Allora prova a dire basta; se non che qualcosa come una fame sopravvive all’interruzione, a meno che non sia essa pure una semplice e vuota sensazione, un’altra illusione. È ciò che spera. Se essa lo invadesse, se ne fosse totalmente prigioniero, chissà, potrebbe dimenticarsi di dimenticare.

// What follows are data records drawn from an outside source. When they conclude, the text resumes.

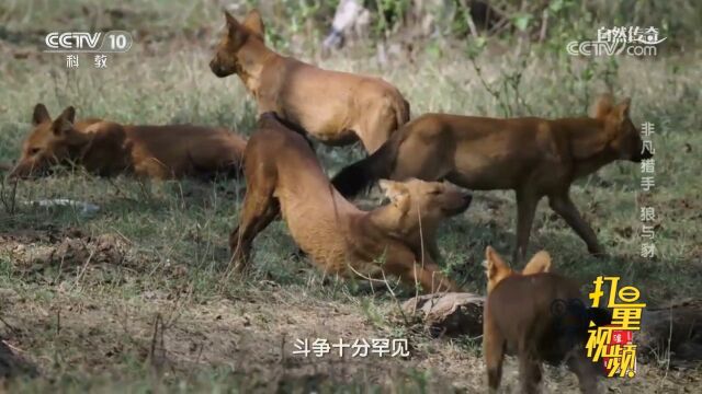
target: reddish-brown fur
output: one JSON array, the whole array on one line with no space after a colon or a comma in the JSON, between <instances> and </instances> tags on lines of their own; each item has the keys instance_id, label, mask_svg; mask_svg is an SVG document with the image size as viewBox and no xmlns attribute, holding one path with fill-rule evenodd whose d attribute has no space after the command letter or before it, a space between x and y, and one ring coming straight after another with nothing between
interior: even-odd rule
<instances>
[{"instance_id":1,"label":"reddish-brown fur","mask_svg":"<svg viewBox=\"0 0 702 394\"><path fill-rule=\"evenodd\" d=\"M227 31L210 62L220 78L237 73L258 103L328 144L358 139L374 152L409 120L409 104L380 78L319 69L269 49L258 11L242 23L225 11Z\"/></svg>"},{"instance_id":2,"label":"reddish-brown fur","mask_svg":"<svg viewBox=\"0 0 702 394\"><path fill-rule=\"evenodd\" d=\"M554 304L581 300L578 286L550 273L551 256L544 251L534 255L522 274L513 271L490 246L485 254L488 296L483 315L483 355L490 392L499 387L508 351L519 358L522 393L537 391L542 361L565 361L584 393L597 392L598 370L582 346L587 323L567 333L570 337L556 328L556 318L563 324L569 317L557 317Z\"/></svg>"},{"instance_id":3,"label":"reddish-brown fur","mask_svg":"<svg viewBox=\"0 0 702 394\"><path fill-rule=\"evenodd\" d=\"M517 194L514 258L526 256L536 205L547 196L556 211L593 254L597 235L570 200L570 184L614 160L653 157L629 116L630 101L602 97L593 118L495 119L427 114L405 125L369 158L332 181L352 196L378 178L448 179L471 189Z\"/></svg>"},{"instance_id":4,"label":"reddish-brown fur","mask_svg":"<svg viewBox=\"0 0 702 394\"><path fill-rule=\"evenodd\" d=\"M455 186L384 183L392 204L362 211L331 186L305 139L273 114L261 116L244 164L247 193L230 236L239 270L256 235L282 212L297 245L326 274L380 279L386 273L424 291L458 290L424 241L442 219L468 207L469 195Z\"/></svg>"},{"instance_id":5,"label":"reddish-brown fur","mask_svg":"<svg viewBox=\"0 0 702 394\"><path fill-rule=\"evenodd\" d=\"M75 120L68 107L52 120L34 108L34 129L10 174L30 177L73 163L102 176L133 173L151 178L237 173L246 140L226 129L192 125L127 126L102 119Z\"/></svg>"}]
</instances>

Ma non è così facile: il fatto è che non si dimentica di se stesso. In qualsiasi frangente sempre e solo di se stesso continua ad occuparsi, nonostante tutto. Anche prima non stava facendo altro, constata rammaricandosi, ma non troppo. Certo gli piacerebbe, o almeno così crede, occuparsi dell’altro, se non che sempre è ricondotto al solito cerchio. Fantastica che occuparsi d’altro sarebbe anche il modo migliore di occuparsi di sé, ma non può ignorare che anche per occuparsene deve pur sempre occuparsi di sé, e che anzi proprio questo è il modo migliore. Almeno per lui. Finisce che non si occupa più di niente, se non di questa pura preoccupazione.

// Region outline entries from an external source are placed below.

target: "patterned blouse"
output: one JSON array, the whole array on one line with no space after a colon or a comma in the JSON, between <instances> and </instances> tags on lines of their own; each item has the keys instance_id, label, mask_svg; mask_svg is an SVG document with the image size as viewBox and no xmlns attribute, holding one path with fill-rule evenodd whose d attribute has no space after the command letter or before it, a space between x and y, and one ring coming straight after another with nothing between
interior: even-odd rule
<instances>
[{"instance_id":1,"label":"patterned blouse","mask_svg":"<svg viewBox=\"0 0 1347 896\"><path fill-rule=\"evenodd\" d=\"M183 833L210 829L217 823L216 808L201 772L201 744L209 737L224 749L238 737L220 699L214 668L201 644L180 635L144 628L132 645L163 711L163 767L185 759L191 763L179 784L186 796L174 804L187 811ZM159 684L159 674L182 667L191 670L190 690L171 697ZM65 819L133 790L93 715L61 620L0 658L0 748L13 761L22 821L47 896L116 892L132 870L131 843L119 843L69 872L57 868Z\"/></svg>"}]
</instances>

Inoltre non è paziente; se le cose stanno in qualche modo, vuole troppo capire come stanno, e troppo direttamente dirlo. Pensando solo a sé pensa di pensarsi direttamente, nel modo più immediato e compiuto, l’unico che non gli sembri una menzogna, sia pure ben decorata. Sospetta a volte che appunto questa sia la menzogna peggiore, così come a volte sospetta che la menzogna è il modo migliore per non mancare la verità, ma alle potenzialità del linguaggio indiretto non riesce comunque a rassegnarsi, forse perché, di nuovo, non riesce a sentirlo come suo: come se ne avesse paura. Quindi parla sempre solo di sé, avendo ormai rinunciato a parlare d’altro.

Sì, vorrebbe dire tutto direttamente, per sé e di sé, non fosse che il linguaggio diretto è così maledettamente parziale, sempre bisognoso di nuove diramazioni, specificazioni e soccorsi: si tradisce e tradisce. Per avvicinare, allontana, rivelandosi ancora più indiretto dell’altro, senza fine. Così lui, non riuscendo più a dire né a pensare niente, finalmente tace. Ma gli rode.

Lentamente si dissolve, evapora come una medusa sulla ghiaia, senza lasciare però, come le meduse, nemmeno quel delicato alone transitorio azzurro o rosa. Il pensiero diverso sarebbe, certo, la sua unica possibilità, ma proprio questa possibilità è l’unica che gli è preclusa, inutilizzabile. Aspetta comunque a soccorrerlo, per la sola inerzia dell’attesa, il suo scostante ritorno: che non troppo tardi egli divenga utilizzabile per esso.